The dimensions of a,b,c and d are $[M^0 L^1 T^-^1]$ , $[M^0 L^1 T^-^2]$ , $[M^0 L^1 T^-^1]$ and $[M^0 L^0 T^0]$ respectively

Step by step explanation:

Given equation :

$\textbf{\Large v = a + bt + }\frac{\textbf{\Large c }}{\textbf{\Large (d+1) }}$

 

it is given that

v = Velocity of the particle

t = Time

To know the dimension of all constants a,b,c and d,

We know that

$\textbf{\Large Two quantities can be added , if they have same dimension}$So,

The dimension of velocity v = $[M^0 L^1 T^-^1]$

The dimension of time t =       $[M^0 L^0 T^1]$

So, The dimension of v = dimension of     $\textbf{ a + bt + }\frac{\textbf{ c }}{\textbf{ (d+1) }}$

so, The dimension of a = dimesion of v ( as both a and v equate with each other)

So, the dimension of a = $[M^0 L^1 T^-^1]$

Similarly ( a ) is added to ( bt ),

Then dimesion of bt = dimension of a

The dimension of bt = dimension of  $\frac{\textbf{\large a}}{\textbf{\large t}}$

So, The dimension of b = $\frac{[M^0 L^1 T^-^1]}{[M^0 L^0 T^1]}$ =    $[M^0 L^1 T^-^2]$

As we know that two same dimensional quantities add up,

so in case of (d + 1 )

d has the same dimension as the constant = 1 has.
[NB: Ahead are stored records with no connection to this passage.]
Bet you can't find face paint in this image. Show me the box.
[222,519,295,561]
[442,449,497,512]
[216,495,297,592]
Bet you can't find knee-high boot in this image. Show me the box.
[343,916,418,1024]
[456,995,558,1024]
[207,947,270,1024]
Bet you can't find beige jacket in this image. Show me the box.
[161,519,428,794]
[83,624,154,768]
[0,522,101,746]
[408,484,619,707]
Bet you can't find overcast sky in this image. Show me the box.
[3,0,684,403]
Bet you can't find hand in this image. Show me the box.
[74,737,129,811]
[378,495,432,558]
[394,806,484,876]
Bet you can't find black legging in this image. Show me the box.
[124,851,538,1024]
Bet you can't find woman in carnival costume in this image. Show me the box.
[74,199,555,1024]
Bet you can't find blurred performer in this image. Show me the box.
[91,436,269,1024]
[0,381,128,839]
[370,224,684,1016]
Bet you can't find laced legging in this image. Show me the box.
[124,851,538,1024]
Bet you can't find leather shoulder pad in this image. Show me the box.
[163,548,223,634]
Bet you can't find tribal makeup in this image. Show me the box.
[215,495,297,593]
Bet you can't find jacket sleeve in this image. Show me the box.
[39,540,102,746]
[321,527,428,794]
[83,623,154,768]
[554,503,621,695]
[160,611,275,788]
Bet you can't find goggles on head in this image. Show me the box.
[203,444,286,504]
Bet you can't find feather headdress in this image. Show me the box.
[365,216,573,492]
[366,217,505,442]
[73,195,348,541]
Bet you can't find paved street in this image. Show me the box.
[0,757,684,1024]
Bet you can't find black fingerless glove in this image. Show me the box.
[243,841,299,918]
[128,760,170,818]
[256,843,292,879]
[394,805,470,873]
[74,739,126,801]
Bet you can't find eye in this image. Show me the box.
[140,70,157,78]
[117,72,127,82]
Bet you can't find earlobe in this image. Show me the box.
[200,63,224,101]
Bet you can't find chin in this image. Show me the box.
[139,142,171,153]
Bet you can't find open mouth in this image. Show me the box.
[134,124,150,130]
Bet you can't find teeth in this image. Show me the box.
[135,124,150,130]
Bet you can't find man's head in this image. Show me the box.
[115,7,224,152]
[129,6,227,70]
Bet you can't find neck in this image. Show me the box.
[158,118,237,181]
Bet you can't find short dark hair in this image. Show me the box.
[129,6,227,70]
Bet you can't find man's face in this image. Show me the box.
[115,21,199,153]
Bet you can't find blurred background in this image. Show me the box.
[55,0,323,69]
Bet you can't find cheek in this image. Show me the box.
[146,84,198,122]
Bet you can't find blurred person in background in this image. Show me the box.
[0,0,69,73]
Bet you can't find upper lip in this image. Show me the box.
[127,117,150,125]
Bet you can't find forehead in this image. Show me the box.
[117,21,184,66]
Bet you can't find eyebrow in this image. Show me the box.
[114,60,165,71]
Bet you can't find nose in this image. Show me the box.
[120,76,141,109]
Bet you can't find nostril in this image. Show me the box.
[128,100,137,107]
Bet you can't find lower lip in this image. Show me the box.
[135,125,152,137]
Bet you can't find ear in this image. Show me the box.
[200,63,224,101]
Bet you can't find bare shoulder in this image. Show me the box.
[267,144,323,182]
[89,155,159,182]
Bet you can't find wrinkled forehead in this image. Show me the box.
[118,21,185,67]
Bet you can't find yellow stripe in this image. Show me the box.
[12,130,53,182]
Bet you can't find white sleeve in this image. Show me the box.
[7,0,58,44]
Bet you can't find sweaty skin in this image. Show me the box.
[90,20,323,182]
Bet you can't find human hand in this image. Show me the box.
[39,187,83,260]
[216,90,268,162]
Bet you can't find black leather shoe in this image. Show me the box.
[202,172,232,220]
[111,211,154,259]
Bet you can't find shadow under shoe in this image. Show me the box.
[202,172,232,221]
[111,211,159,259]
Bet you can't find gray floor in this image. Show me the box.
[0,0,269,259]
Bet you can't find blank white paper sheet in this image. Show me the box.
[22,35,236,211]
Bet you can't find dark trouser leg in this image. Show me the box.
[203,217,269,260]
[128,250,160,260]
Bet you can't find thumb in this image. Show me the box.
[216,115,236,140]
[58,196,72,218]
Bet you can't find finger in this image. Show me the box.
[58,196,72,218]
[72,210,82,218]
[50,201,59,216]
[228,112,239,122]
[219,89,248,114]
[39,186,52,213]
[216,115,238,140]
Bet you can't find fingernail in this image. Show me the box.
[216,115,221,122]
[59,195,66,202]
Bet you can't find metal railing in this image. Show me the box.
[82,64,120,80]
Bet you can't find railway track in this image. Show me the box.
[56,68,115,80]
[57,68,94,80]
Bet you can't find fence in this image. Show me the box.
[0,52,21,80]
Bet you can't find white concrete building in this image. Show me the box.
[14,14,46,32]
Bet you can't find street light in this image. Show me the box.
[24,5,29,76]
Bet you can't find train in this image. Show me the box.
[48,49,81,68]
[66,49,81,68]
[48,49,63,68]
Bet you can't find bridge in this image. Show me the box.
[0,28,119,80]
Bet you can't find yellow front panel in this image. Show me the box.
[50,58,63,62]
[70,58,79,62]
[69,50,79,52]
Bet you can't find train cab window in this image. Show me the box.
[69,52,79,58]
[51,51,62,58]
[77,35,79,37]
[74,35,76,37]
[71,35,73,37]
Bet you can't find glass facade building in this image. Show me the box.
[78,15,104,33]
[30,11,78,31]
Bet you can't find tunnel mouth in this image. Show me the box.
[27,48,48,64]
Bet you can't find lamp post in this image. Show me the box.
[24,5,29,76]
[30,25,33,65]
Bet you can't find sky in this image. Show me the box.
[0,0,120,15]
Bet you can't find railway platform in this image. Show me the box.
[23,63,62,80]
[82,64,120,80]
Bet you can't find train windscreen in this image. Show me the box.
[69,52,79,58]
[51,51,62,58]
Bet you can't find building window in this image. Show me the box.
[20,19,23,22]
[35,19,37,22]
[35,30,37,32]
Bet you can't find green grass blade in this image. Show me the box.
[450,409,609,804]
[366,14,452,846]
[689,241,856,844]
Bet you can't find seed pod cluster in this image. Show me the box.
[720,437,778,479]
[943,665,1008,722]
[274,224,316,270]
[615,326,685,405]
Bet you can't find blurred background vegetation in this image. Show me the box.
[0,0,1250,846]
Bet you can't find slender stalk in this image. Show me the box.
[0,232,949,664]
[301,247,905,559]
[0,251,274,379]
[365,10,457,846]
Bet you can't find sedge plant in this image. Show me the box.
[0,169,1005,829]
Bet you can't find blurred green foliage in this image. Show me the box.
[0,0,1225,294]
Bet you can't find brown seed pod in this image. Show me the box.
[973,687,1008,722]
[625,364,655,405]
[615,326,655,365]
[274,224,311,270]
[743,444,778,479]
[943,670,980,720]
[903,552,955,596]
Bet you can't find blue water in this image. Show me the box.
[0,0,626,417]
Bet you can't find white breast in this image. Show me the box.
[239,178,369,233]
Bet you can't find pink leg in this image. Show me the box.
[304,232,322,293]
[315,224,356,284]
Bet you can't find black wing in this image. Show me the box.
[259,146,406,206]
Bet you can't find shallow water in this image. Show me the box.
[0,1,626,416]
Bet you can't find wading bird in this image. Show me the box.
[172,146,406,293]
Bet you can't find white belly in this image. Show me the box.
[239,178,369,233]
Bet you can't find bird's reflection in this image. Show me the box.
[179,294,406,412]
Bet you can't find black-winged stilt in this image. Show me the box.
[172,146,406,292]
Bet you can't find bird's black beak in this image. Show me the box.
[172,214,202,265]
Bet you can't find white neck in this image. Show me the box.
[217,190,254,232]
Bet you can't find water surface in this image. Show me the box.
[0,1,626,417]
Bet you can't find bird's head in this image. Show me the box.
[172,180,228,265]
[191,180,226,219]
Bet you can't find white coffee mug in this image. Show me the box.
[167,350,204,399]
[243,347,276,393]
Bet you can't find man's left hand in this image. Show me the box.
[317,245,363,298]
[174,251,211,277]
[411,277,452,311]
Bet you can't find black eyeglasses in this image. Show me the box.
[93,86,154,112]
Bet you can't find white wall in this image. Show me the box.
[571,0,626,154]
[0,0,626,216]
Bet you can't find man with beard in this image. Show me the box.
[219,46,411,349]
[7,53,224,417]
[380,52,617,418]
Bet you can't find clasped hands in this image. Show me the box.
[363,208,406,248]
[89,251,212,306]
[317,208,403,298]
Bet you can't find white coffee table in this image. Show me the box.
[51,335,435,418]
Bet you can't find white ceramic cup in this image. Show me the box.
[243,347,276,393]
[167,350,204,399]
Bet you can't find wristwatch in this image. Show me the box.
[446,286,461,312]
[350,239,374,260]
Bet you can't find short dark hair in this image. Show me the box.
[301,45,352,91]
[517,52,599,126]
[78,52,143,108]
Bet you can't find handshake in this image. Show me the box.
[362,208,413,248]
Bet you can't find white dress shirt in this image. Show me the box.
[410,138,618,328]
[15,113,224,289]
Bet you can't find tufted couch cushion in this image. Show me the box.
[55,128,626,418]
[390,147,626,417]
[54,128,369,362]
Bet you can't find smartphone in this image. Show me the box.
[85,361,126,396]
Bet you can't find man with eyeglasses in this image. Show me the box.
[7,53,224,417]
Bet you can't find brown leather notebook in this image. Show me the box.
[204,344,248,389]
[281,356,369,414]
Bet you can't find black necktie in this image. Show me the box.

So, the dimension of d = $[M^0 L^0 T^0]$

In case of c , the denominator is constant so,

the dimension of c = dimension of v

So, the dimension of c = $[M^0 L^1 T^-^1]$

$\textbf{\Large So, the dimensions are :}$

$\textbf{\Large a = }$ $[M^0 L^1 T^-^1]$

$\textbf{\Large b = }$ $[M^0 L^1 T^-^2]$

$\textbf{\Large c = }$ $[M^0 L^1 T^-^1]$

$\textbf{\Large d = }$ $[M^0 L^0 T^0]$